Asian markets rise, tracking Wall Street gains on job report

People walk past an electronic board showing Hong Kong share index outside a local bank in Hong Kong, Monday, May 7, 2018. Most Asian stock markets started the week higher following strong gains on Wall Street after the U.S. jobless rate hit an 18-year low, helping investors overlook unresolved trade tensions between Washington and Beijing. (AP Photo/Vincent Yu)

Asian shares mostly higher, as 18-year low US jobless rate buoys Wall Street

HONG KONG — Asian shares were mostly higher Monday following strong gains on Wall Street after the U.S. jobless rate hit an 18-year low, helping investors overlook unresolved trade tensions between Washington and Beijing.

KEEPING SCORE: Japan's benchmark Nikkei 225 index slid 0.5 percent to 22,372.14 but Hong Kong's Hang Seng index rose 0.6 percent to 30,111.41. The Shanghai Composite index in mainland China advanced 1.1 percent to 3,123.47 and Australia's S&P/ASX 200 climbed 0.6 percent to 6,097.20. Taiwan's benchmark rose and Southeast Asian indexes were mostly higher. South Korean markets were closed for a holiday.

U.S. JOB MARKET: The latest monthly jobs report showed that U.S. hiring continued at a solid clip and wages grew modestly, showing the world's biggest economy remains resilient despite concerns about a possible trade war with China. U.S. government figures showed that employers added 164,000 jobs in April, making it the 91st straight month of hiring growth, and the unemployment rate fell to 3.9 percent, the lowest level since December 2000.

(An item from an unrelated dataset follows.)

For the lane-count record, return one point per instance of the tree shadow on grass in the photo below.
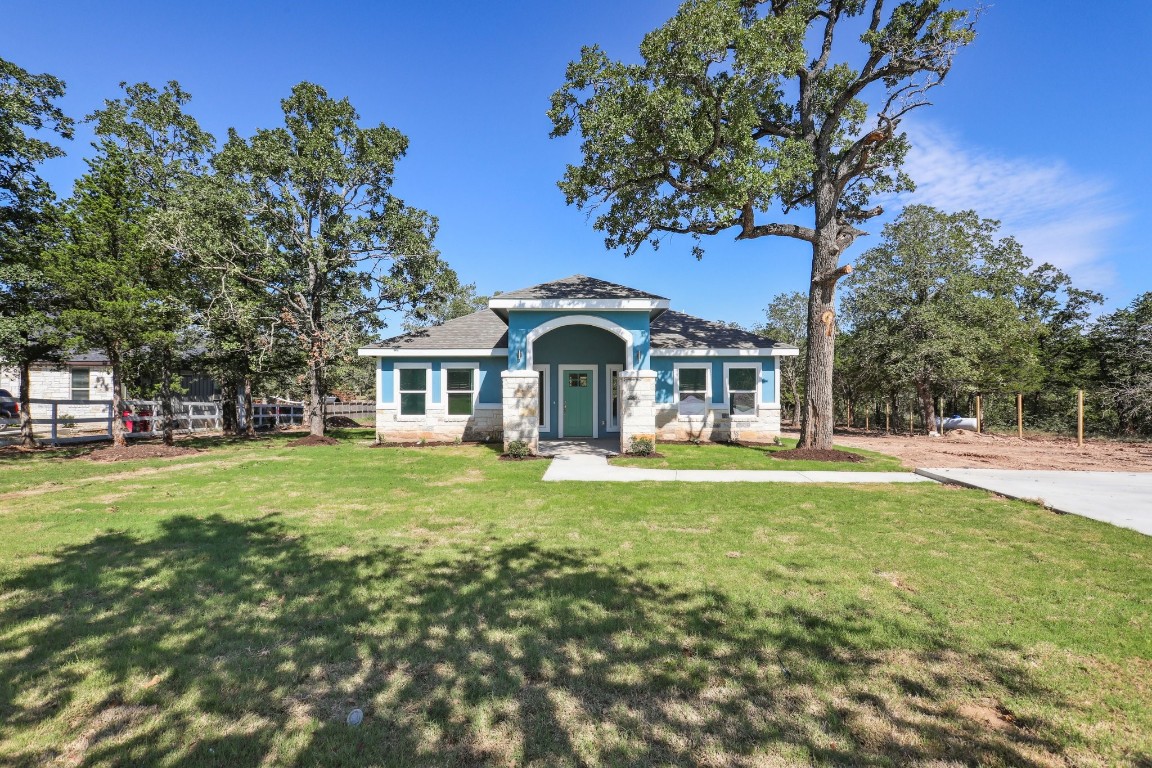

TRADE DEMANDS: Tensions over the U.S.-China trade persist after talks in Beijing ended Friday without any agreement. The Trump administration asked China to cut its trade deficit by $200 billion by the end of 2020, stop providing subsidies to key industries and end some of policies related to technology transfers, a main source of tension underlying the dispute.

QUOTEWORTHY: The jobs data shows "the U.S. economy remains in the agreeable Goldilocks region," said Stephen Innes, head of Asian trading at OANDA. Equity investors' favorable reaction is "outweighing the negatives from strained trade talks between the U.S. and China."

WEEK AHEAD: Investors are watching for a raft of potentially market-moving economic data and political events, including Chinese trade figures on Tuesday, Malaysia's national election on Wednesday and U.S. inflation on Thursday.

WALL STREET: The S&P 500 index climbed 1.3 percent to close at 2,663.42 on Friday. The Dow Jones industrial average rose 1.4 percent to 24,262.51. The Nasdaq composite jumped 1.7 percent to 7,209.62.

ENERGY: Oil futures advanced to their highest since November 2014. Benchmark U.S. crude rose 77 cents to $70.49 a barrel in electronic trading on the New York Mercantile Exchange. The contract rose 1.9 percent to settle at $69.72 per barrel on Friday. Brent crude, the international standard, gained 88 cents to $75.74 per barrel in London.

CURRENCIES: The dollar weakened to 108.97 yen from 109.73 yen. The euro rose to $1.1978 from $1.1960.